Ideas can be communicated, relationships highlighted, and facts reproduced with the help of models. Accordingly, it is not surprising that models and modeling increasingly gain importance in science and are accorded more attention in teaching. The particular strength of models lies in interdisciplinary exchange and in their transdisciplinary application. This is a special challenge for teaching, since general disciplinary courses can only provide very limited interdisciplinary instruction. One solution to this is found in the interdisciplinary training program of the Graduate School Human Development in Landscapes. Another supplementary solution can be offered by an interdisciplinary summer school. Such a summer school on “Modeling Human Behavior in Landscapes” was carried out from 30 July – 07 August 2013 at Noer Castle, north of the city of Kiel, on the coast of the Baltic Sea. This conference offered not only participants from different disciplines but also participants from different countries the opportunity to merge scientific traditions and skill levels.
The goal of the conference was, on the one hand, to convey the basics of spatial modeling using concepts of different disciplines and, on the other hand, to solve archaeological problems with quantitative modeling. The topics discussed included model theory, trend , regression, density, interpolation, dot patterns, borders and territories, networks, transport systems and interaction. Concepts of mathematical modeling were presented and discussed for these subject areas. The procedure here corresponds most often to a simple scheme. First, an empirical model is created, which only reflects archaeological observations. Different theoretical models, for which the principles of formation are provided, are then compared to the empirical models or respectively adjusted to these by calibration. Through this juxtaposition new knowledge is generated. The principles of the theoretical models are then transferred to the empirical models. In this manner, different parameters can be chosen, for example, in order to find the most agreeable path between two points. Which parameters were relevant in the past is unknown, but they can be determined by such a comparison of a theoretical and an empirical path model.

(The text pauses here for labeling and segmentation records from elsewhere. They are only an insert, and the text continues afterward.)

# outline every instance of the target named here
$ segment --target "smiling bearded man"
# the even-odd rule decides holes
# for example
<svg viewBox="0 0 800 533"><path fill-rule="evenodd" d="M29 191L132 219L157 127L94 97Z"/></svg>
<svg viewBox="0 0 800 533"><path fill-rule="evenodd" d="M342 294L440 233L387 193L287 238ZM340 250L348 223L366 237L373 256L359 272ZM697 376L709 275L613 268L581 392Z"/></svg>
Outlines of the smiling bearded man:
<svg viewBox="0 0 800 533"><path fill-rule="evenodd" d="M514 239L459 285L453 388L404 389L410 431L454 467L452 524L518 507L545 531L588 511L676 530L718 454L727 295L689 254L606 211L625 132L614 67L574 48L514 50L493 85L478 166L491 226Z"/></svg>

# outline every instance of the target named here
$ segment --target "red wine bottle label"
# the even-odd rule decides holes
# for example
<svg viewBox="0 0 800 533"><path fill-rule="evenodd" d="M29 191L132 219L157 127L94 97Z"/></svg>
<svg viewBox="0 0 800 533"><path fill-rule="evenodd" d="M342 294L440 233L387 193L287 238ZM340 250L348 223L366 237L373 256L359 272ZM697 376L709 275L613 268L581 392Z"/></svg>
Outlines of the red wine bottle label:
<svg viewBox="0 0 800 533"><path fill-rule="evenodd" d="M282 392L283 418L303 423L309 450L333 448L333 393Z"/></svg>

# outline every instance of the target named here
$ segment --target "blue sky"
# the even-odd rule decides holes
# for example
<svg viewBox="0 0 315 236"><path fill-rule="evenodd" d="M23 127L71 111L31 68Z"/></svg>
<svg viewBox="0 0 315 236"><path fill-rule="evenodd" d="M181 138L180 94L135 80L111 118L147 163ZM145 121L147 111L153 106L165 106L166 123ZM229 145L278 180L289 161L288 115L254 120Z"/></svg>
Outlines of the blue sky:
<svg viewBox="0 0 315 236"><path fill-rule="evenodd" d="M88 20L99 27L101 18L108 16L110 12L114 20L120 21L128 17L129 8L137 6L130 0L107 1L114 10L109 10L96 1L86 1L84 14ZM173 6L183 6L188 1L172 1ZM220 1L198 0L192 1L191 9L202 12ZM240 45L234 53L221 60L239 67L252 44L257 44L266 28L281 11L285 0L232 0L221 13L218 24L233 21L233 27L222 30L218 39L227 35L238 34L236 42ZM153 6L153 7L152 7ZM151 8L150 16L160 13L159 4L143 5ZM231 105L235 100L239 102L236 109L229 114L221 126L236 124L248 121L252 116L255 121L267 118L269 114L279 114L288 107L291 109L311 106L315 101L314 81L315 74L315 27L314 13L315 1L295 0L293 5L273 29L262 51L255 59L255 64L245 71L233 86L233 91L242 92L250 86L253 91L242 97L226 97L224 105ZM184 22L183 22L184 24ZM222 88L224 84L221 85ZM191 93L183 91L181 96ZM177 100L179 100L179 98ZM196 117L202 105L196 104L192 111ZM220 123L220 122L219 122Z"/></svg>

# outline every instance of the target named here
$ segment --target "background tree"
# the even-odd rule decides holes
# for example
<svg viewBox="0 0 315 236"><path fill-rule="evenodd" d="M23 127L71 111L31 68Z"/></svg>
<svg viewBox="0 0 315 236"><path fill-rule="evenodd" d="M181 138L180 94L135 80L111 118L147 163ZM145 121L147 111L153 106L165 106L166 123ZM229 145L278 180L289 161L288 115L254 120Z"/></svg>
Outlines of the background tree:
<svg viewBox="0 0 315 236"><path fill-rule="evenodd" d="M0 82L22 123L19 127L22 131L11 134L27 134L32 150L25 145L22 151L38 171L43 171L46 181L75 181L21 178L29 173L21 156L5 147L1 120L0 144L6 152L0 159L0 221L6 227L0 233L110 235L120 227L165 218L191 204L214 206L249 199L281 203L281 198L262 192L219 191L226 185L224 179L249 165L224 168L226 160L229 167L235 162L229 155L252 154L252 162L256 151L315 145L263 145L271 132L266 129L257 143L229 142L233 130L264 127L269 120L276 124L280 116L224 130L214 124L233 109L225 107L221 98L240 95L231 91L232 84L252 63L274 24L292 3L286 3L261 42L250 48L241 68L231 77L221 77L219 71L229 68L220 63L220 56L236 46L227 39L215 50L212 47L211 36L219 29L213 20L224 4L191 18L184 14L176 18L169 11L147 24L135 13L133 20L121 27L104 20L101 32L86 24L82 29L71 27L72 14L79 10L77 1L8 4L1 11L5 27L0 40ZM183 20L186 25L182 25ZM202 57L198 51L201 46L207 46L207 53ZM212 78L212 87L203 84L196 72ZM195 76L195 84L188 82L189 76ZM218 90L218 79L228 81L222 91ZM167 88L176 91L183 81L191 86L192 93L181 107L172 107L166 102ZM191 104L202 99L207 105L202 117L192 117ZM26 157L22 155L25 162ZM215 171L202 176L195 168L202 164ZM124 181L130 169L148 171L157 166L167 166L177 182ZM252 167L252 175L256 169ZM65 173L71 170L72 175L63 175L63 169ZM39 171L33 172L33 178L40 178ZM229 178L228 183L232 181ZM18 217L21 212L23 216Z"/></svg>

The development of an empirical path model was one of the joint case studies of the Summer School. Further studies included the modeling of the influence of settlements on vegetation and the effects of unspecific landscape classifications on the modeling of preferred settlement sites. From the joint processing of the case studies, several publication projects were envisioned and already pursued in the week following the Summer School. A joint conference presentation is in preparation. It can be surmised that the working atmosphere of the Summer School must have been optimal to enable such a high productivity level. In fact, all participants were quite industrious and enthusiastically strived to gain knowledge and to process the case studies. The computers were first turned off and all discussions finished only hours after the official end of the agenda. The location of the meeting on the Baltic Sea, discussions in the park or short breaks on the beach surely contributed to these good results. The concept of bringing people with different backgrounds together to jointly work on modeling problems proved to be successful. The participants augmented each other in a very productive manner and reciprocally introduced their own standpoints, investigations and scientific traditions.